Abstract

Calmodulin (CaM) regulates both skeletal (RyR1) and cardiac (RyR2) muscle ryanodine receptor calcium channels by binding to a single highly conserved CaM binding domain (RyR1 amino acid (aa) 3614-3643; RyR2 aa 3581-3610). CaM inhibits both isoforms at an elevated Ca2+ concentration (micromollar), whereas at cellular resting Ca2+ concentration CaM has opposite effects on two isoforms (activation of RyR1 and inhibition of RyR2). This implies another region of RyR is involved in isoform-specific CaM regulation at submicromollar Ca2+ concentration. To identify the regions we constructed and analyzed a series of RyR1/RyR2 chimera. RyR1/RyR2 chimera carrying RyR1 aa 1-3725 is inhibited by CaM at 0.4 µM Ca2+ (RyR2-type), whereas chimera carrying RyR1 aa 1-4301 is activated (RyR1-type). The results suggest that RyR1 aa 3726-4301 contains a region that is responsible for CaM activation.
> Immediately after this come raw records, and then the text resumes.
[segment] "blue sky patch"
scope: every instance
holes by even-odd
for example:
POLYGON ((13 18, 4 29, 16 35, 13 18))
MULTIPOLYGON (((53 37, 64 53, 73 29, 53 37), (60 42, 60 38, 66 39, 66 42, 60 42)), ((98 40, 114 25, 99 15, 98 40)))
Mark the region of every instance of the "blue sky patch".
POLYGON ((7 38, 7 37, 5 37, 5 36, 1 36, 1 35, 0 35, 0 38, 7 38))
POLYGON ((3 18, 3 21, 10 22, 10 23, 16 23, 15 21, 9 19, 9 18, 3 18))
The region overlaps with a domain resembling the sequence of CaM (CaM-like domain). Replacement of RyR1 3726-4301 with the corresponding RyR2 sequence confers CaM inhibition at [Ca2+]<1 µM (RyR2 type). Furthermore, substitution of 5 non-conserved amino acids in RyR1 CaM-like domain with those of RyR2 (M4122T, I4123L, N4124D, F4125Y, N4130K) is sufficient for RyR2-type CaM inhibition. However, the reverse chimera and mutant RyR2 were not activated but inhibited by CaM. Taken together, the results suggest that 5 non-conserved amino acids of RyR1 are crucial for RyR1-specific CaM activation at submicromollar Ca2+ concentration. On the other hand, CaM inhibition of RyR2 is likely controlled by a different region. Supported by NIH (AR018687 and HL073051), NSF (EPS-0903795) and AHA (10SDG3500001).